Global scope (applies to all repos)

CommandDescription
scd scope --showShow global scope exclusions
scd scope --add-file <pattern> --reason <text>Exclude files/directories globally
scd scope --add-rule <id> --reason <text>Exclude a rule globally
scd scope --remove-file <pattern> --reason <text>Remove a global file exclusion
scd scope --remove-rule <id> --reason <text>Remove a global rule exclusion

Per-repo scope

CommandDescription
scd repo scope --showShow merged scope for current repo (global + repo + server)
scd repo scope --add-file <pattern> --reason <text>Exclude files/directories for this repo
scd repo scope --add-rule <id> --reason <text>Exclude a rule for this repo
scd repo scope --remove-file <pattern> --reason <text>Remove a repo file exclusion
scd repo scope --remove-rule <id> --reason <text>Remove a repo rule exclusion

Example

# Exclude a test fixtures directory for this repo
scd repo scope --add-file "tests/fixtures/" --reason "Intentional vulnerability examples"

# Exclude an infrastructure rule globally (cloud-managed infra)
scd scope --add-rule INFRA-001 --reason "Cloud-managed infrastructure"

# Exclude a rule for specific files only
scd repo scope --add-rule JS-ERR-002 --files "lib/rules/,**/*.test.js" --reason "Rule definition files"

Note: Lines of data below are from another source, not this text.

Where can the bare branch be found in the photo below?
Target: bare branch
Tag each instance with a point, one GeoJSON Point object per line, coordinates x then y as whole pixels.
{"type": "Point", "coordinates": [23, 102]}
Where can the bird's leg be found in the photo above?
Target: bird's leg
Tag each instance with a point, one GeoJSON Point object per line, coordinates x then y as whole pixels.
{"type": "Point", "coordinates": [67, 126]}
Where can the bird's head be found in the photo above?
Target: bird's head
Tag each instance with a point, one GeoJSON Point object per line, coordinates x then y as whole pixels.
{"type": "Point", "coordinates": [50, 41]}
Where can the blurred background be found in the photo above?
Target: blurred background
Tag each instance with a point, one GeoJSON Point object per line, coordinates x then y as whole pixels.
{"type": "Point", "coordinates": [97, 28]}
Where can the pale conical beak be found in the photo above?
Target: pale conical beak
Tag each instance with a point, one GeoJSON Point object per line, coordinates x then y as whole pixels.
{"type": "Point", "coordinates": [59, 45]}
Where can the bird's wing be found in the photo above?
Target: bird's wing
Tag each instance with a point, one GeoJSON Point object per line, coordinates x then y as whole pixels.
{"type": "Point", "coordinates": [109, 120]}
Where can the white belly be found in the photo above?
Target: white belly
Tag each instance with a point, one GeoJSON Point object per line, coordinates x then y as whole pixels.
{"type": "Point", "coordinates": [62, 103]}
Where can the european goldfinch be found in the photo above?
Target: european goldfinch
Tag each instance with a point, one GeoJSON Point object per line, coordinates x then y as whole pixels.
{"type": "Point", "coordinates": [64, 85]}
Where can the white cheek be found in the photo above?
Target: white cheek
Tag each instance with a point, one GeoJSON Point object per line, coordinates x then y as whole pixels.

# Show what's currently excluded
scd repo scope --show

Hook management

CommandDescription
scd hooksShow hook status across all registered repos
scd repo hooks --disable --reason <text>Disable hooks for current repo (requires reason)
scd repo hooks --enableRe-enable hooks for current repo

Hook disables are logged to audit.log and pushed to scd-server so team leads can see them.

Setup and configuration

CommandDescription
scd installInstall git hooks globally (once per machine)
scd uninstallRemove git hooks and global git config
scd initRegister current project (once per project)
scd doctorVerify setup, connection, push queue status, and AI provider status
scd versionShow version and rule counts
scd configure --central-url <url>Set scd-server URL
scd configure --token <token>Set API token
scd configure --server-timeout <duration>Regular API call timeout (default: 30s)
scd configure --deep-timeout <duration>Deep analysis timeout (default: 20m)
scd configure --scan-mode <fast|full>Set global default scan mode
scd configure --trust-level <value>Set global default trust level
scd configure --block-on-high <bool>Set global default block-on-high

Per-repo configuration

CommandDescription
scd repo configureShow config with source (repo/global/default)
scd repo configure --scan-mode fast|fullSet scan mode
scd repo configure --trust-level <value>Set trust level
scd repo configure --block-on-high <bool>Set blocking behaviour for HIGH findings

Trust levels

ValueBehaviour
maximum_privacyNo external API calls. Local model only. Strongest privacy guarantee.
balancedDefault. Local model preferred; cloud available as explicit opt-in.
maximum_analysisCloud provider (Claude API). Maximum analysis depth.

Set with:

scd repo configure --trust-level maximum_privacy

Scan IDs and finding IDs

Every scan gets a unique ID (s-a3f9b2c1) shown in terminal output. Every finding gets a stable ID (f-a1b2c3d4). Use these IDs directly with scd accept, scd ignore, scd findings, and scd report --scan.

IDs are random, not time-based — no timezone issues when working across machines.